Bright Pageantry Lessens the Dark Of Mid-Winter At Holiday Time

Communal celebrations known as `revels' are catching on in several US cities

CAROLS and costumes, mythological stories and mimes, dancers and mummer's plays, trumpets and timbals, puppets and poems. Add a good dose of audience participation and what do you get? A celebration called the Christmas Revels that has become a holiday tradition in seven cities across the United States.

The Christmas Revels was started in 1957 when a singer named John Langstaff staged a production in New York City. Although it received critical praise, it was an expensive feat, so plans for future productions were shelved.

But 14 years later in 1971, Mr. Langstaff's daughter persuaded him to put on revels in Cambridge, Mass. Father and daughter organized the event, which was so successful it became a fixture of the community. Since then, Hanover, N.H.; Washington; Philadelphia; Houston; New York; and Oakland, Calif., have formed revels groups. Seattle, Pittsburgh, and Portland, Ore., are in various planning stages. Each community has its own organization but is contractually and artistically affiliated with the Cambridge Revels.

Langstaff emphasizes that the Christmas Revels is really a winter solstice celebration. Each year, it draws more than 50,000 people of many faiths and religions. ``Revels is a nondenominational performance,'' celebrating renewal and light coming out of winter darkness, he says.

While the revels contains some of the same elements year after year - the Abbots Bromley Horn Dance, the mummer's plays, and the Lord of the Dance - each is built around a theme.

Popular ones have focused on medieval, Renaissance, and Eastern European rituals, dances, and songs.

But Langstaff has also expanded the repertoire by including non-European-based revels, such as one on the Georgia sea islands that centered around gospel music and African-American spirituals.

He and other research- ers will spend part of this January in Central America viewing Mayan and other Indian culture rituals. They plan on using the material for a future revels production.

The celebration combines the talents of professionals and amateurs as well as children. The audience also plays a big role.

``It's a form of music theater that is different from the way in which we usually think of concerts and plays because of the element of participation as well as the way in which revels doesn't have a plot,'' says Elizabeth Lloyd Mayer, artistic director for the San Francisco Bay Revels. ``There's a cohesiveness to each show, but it doesn't follow a strict story line.''

The Cambridge Revels this year has Scandinavia as its theme. Langstaff explains how the performance is structured.

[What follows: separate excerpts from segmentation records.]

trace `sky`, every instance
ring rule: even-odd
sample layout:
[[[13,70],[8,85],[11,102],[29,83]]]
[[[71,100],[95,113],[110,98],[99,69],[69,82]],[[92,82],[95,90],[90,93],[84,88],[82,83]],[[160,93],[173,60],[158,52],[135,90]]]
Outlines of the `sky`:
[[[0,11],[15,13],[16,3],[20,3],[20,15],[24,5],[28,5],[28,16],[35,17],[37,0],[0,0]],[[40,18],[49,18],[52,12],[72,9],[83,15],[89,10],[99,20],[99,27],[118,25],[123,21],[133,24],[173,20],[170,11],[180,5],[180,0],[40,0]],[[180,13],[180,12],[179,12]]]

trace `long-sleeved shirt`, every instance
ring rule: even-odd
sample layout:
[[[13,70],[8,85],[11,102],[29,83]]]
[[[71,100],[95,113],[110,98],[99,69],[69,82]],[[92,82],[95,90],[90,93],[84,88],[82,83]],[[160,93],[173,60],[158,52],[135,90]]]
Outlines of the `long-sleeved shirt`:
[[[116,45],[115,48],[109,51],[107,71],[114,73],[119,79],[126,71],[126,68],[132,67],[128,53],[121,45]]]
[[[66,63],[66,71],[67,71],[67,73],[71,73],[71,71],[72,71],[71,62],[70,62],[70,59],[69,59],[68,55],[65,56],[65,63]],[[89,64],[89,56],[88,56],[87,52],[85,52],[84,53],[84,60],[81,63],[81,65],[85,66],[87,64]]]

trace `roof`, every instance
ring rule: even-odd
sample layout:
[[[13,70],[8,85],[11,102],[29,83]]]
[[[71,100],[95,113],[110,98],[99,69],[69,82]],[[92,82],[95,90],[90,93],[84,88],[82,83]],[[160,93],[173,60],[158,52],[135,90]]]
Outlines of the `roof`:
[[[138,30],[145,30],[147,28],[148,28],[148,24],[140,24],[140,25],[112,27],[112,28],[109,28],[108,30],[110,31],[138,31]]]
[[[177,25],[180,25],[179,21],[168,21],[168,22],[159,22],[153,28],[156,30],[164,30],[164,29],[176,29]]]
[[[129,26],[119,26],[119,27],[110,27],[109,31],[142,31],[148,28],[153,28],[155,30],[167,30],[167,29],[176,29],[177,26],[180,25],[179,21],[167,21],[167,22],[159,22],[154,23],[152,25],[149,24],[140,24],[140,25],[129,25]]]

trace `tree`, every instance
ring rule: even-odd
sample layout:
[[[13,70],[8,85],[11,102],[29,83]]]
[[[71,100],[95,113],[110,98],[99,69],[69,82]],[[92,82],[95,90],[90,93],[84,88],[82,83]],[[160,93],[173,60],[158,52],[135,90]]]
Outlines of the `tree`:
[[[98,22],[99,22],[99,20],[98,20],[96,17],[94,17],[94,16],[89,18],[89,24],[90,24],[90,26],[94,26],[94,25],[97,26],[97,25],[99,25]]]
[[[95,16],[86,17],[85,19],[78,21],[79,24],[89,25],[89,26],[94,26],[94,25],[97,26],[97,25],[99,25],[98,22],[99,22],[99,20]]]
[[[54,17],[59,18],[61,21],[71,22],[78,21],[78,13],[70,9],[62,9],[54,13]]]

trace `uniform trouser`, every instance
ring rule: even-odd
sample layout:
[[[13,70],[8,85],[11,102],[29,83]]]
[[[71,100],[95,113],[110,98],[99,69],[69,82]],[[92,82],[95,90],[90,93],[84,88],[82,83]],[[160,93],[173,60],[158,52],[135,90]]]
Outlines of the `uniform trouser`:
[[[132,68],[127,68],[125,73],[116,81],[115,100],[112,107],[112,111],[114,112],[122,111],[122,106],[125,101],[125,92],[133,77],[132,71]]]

``When people first come in ... we'll quickly teach them a couple of simple carols and refrains we're going to be using in the first act,'' he says. That will be followed by mythological stories from Finland acted out by colorful puppets; a chorus; Norwegian musicians; morris dancers; music and dance performed by a group from Finland; a poem from the Shetland Islands; a Santa Lucia procession; and more.

Many revels organizations expand beyond Christmas. The Cambridge Revels also stages spring and midsummer revels, along with one that celebrates the sea.

In Hanover, N.H., Revels North produces country and Shaker revels.